After the election on 15. October, the number of women in the state parliament dropped from 31.39 percent to 27.73 percent. As a result, Lower Saxony slips from 9th to 12th place out of 16 in a comparison of the German states.

The result: only 39 of the 137 members of parliament in Lower Saxony are female. This means that the proportion of women is as low as it was last 20 years ago. By way of comparison, the highest number of female members of parliament sits in the Thuringian state parliament (40.6 percent), while Baden-Wurttemberg (24.5 percent) takes last place.

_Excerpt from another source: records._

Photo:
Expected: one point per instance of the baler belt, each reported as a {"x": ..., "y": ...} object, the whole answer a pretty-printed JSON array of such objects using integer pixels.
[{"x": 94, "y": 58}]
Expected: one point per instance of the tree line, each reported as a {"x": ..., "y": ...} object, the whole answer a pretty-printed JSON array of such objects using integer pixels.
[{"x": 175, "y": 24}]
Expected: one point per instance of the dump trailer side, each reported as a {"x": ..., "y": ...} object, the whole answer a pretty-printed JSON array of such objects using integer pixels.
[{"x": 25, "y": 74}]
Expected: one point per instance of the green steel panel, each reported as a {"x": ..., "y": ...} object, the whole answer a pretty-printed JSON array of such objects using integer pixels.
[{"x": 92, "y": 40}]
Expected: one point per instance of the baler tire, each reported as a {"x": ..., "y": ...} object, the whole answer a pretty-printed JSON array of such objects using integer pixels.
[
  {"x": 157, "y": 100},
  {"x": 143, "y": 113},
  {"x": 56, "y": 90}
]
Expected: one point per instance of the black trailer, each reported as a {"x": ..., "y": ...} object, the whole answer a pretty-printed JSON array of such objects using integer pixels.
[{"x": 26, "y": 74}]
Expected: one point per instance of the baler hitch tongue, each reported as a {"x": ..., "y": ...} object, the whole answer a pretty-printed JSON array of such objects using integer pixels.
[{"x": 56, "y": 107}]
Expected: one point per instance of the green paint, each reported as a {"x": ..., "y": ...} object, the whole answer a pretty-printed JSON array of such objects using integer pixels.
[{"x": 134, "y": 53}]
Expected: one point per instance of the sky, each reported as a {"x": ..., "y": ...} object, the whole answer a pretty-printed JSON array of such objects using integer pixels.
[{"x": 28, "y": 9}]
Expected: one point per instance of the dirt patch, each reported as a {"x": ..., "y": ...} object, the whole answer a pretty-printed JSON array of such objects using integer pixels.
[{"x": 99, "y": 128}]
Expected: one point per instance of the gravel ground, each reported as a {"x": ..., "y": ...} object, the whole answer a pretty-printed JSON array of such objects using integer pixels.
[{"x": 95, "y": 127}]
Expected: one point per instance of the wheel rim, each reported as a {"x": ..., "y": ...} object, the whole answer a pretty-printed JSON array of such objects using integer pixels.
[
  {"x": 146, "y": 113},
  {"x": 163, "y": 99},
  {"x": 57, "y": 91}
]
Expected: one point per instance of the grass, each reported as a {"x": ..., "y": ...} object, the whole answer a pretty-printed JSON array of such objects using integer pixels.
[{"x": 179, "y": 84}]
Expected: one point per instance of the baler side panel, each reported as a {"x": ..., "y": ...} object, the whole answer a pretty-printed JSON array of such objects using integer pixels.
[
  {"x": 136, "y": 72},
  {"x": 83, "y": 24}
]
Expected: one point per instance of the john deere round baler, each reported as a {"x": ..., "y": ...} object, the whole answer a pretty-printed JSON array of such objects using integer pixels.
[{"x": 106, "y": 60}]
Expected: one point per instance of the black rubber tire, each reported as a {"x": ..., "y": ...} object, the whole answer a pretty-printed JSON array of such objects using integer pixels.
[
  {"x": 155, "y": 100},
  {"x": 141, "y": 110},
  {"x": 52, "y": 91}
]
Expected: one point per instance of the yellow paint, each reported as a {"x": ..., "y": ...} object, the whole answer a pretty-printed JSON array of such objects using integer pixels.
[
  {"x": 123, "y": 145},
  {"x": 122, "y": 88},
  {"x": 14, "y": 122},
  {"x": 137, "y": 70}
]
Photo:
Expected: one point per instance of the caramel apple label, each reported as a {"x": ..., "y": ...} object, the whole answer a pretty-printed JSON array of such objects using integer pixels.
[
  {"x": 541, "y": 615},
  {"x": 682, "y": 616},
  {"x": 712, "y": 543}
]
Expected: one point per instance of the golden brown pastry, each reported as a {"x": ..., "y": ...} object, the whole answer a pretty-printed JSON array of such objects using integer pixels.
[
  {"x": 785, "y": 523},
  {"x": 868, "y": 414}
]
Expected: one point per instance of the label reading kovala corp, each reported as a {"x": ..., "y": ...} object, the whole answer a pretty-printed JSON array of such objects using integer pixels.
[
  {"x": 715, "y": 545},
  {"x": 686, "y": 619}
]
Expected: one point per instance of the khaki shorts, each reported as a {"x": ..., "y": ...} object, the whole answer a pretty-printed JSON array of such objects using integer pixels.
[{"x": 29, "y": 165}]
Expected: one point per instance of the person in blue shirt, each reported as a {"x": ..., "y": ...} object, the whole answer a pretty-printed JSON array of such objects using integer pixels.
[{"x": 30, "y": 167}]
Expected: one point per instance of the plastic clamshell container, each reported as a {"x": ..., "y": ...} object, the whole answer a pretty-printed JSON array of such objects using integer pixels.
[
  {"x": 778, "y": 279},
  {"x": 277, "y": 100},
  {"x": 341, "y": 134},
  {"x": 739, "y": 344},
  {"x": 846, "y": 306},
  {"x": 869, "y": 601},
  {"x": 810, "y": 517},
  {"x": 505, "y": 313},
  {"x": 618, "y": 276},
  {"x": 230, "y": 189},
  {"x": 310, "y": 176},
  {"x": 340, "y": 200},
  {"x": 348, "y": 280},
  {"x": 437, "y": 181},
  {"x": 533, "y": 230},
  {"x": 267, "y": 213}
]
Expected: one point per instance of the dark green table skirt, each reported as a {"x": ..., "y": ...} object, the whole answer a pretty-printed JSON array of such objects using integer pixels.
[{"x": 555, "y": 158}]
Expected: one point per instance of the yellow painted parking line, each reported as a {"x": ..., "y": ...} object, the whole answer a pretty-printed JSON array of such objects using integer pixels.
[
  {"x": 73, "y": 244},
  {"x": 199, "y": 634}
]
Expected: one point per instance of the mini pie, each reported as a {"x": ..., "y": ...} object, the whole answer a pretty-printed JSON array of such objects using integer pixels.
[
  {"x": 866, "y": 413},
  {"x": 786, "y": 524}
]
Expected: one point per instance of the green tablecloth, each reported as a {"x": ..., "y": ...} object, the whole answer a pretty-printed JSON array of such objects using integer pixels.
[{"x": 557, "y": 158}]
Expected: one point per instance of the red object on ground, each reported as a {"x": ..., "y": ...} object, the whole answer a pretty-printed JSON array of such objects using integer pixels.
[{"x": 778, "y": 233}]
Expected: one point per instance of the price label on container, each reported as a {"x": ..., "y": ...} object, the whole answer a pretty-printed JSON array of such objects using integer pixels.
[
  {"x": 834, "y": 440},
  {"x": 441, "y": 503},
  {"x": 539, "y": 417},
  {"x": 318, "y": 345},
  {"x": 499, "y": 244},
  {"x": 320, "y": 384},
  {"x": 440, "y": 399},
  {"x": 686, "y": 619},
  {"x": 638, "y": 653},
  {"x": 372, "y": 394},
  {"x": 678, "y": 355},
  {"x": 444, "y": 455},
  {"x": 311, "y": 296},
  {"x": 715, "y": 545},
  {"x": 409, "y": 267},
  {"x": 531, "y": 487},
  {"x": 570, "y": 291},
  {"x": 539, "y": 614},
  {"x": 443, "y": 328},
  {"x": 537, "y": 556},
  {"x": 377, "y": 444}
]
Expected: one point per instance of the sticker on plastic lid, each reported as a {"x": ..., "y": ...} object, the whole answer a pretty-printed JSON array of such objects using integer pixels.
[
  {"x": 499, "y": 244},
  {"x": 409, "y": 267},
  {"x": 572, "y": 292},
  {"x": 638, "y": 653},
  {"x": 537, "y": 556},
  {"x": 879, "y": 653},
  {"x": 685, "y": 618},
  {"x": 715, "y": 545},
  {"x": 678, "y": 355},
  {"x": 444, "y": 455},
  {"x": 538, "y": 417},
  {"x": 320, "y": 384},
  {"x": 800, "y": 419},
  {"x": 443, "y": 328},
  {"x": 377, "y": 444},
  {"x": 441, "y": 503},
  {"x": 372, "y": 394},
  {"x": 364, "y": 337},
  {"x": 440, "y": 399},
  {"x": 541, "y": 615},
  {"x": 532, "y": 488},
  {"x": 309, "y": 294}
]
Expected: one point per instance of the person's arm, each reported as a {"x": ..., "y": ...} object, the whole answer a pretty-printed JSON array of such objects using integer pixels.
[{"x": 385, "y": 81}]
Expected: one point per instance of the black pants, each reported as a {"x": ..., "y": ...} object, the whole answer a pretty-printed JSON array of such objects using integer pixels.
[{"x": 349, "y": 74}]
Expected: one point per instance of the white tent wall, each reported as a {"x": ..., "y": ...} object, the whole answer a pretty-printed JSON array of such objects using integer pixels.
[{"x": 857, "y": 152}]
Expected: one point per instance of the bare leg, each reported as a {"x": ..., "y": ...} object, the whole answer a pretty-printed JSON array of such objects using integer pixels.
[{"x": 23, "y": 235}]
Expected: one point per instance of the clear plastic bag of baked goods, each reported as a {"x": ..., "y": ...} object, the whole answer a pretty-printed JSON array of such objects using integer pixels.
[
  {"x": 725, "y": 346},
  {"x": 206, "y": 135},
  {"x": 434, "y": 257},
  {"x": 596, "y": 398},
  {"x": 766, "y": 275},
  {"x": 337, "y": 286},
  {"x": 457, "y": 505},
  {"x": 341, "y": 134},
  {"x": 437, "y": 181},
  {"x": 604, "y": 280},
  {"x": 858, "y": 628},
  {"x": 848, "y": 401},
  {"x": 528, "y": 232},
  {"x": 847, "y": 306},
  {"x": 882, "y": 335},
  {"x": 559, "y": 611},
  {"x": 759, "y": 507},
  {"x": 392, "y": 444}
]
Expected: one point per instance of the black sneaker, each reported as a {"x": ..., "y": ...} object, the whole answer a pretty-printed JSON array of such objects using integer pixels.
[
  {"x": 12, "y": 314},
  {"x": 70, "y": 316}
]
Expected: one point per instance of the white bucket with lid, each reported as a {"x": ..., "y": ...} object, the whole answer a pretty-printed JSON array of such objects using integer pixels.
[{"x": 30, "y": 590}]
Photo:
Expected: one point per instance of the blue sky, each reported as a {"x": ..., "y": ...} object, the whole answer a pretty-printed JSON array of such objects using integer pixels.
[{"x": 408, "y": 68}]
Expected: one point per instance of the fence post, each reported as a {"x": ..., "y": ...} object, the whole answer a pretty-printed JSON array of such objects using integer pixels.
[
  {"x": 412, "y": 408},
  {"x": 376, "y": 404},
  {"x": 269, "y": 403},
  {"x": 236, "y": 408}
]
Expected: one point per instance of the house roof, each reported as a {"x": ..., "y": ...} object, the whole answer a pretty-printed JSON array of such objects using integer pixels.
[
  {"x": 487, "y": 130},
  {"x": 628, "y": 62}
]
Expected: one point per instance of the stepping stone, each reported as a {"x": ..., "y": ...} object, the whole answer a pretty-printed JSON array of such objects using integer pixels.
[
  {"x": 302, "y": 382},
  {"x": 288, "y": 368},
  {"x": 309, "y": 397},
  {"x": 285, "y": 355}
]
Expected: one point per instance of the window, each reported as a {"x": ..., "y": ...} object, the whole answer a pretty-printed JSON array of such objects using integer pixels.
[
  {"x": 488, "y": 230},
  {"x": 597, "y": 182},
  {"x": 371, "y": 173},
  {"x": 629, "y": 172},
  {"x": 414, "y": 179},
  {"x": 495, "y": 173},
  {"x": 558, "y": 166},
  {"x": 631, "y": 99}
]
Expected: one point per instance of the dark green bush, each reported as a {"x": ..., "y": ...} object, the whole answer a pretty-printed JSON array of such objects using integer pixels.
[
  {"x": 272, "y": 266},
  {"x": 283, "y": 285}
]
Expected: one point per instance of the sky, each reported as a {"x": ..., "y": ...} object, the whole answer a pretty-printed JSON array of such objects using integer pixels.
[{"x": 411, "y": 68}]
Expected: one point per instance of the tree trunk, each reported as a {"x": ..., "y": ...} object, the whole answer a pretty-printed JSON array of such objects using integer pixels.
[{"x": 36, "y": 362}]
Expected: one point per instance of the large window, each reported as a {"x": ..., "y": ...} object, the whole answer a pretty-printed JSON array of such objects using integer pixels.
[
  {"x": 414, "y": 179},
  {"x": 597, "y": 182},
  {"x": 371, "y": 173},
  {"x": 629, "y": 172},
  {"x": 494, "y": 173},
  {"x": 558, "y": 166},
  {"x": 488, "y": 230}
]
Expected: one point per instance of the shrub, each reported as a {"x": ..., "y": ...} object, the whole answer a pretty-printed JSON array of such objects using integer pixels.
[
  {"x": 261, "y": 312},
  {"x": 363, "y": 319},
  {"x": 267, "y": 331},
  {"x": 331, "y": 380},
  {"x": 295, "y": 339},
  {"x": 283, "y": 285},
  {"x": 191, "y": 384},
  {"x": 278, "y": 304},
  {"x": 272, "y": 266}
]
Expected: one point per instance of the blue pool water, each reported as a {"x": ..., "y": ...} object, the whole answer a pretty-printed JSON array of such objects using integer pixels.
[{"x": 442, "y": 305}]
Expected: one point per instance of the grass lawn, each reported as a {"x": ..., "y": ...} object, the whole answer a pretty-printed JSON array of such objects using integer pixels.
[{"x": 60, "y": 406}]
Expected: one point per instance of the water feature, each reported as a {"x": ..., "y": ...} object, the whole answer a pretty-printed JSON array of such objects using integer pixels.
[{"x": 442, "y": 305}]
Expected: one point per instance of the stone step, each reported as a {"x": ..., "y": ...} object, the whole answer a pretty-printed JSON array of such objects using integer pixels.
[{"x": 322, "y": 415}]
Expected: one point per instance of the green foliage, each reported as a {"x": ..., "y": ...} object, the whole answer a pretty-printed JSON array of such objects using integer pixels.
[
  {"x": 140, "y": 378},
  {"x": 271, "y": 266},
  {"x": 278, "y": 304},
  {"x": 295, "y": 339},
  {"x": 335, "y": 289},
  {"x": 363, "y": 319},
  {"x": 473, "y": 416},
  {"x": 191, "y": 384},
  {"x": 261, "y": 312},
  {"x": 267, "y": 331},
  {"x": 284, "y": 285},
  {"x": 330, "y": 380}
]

That's why organizations like the German Women's Council are calling for a parity law. This law would require parties to alternate women and men on their electoral lists. Critics, however, consider this undemocratic. "It works in France," Cornelia Klaus, chairwoman of the Lower Saxony State Women's Council, commented to our newspaper, calling for more commitment from parties. "Nothing happens on a voluntary basis. There are still party alliances whose nomination practices are pure cronyism. It is difficult for women to get into these positions. This discourages many," says Klaus.

Since the 1990s, the proportion of women in the Bundestag and in state and local parliaments has stagnated. Until then, they had been rising over the years, according to the Lower Saxony State Council for Women. For the first time, they fell again with the 2008 state elections – from the provisional high of 34.4 percent to 30.9 percent. Klaus also sees reasons for this in the often still classic distribution of roles. The genders are not evenly represented in the parties, either, according to statistics from the Federal Agency for Civic Education. In terms of party membership, women were most represented (in December 2015) by the Greens (38.3 percent), followed by the Left (37.2 percent) and the SPD (32 percent).

There are several reasons for the current drop in the proportion of female parliamentarians. For example, the Green Party, which voluntarily follows the parity principle, achieved a poor election result. In addition, the AfD moved in for the first time – and only one of its nine deputies is a woman. The SPD won many districts directly, the candidates were mostly men. For example, only 18 of 55 SPD seats (32.7 percent) are held by women; for the CDU, 9 of 50 seats are held by women.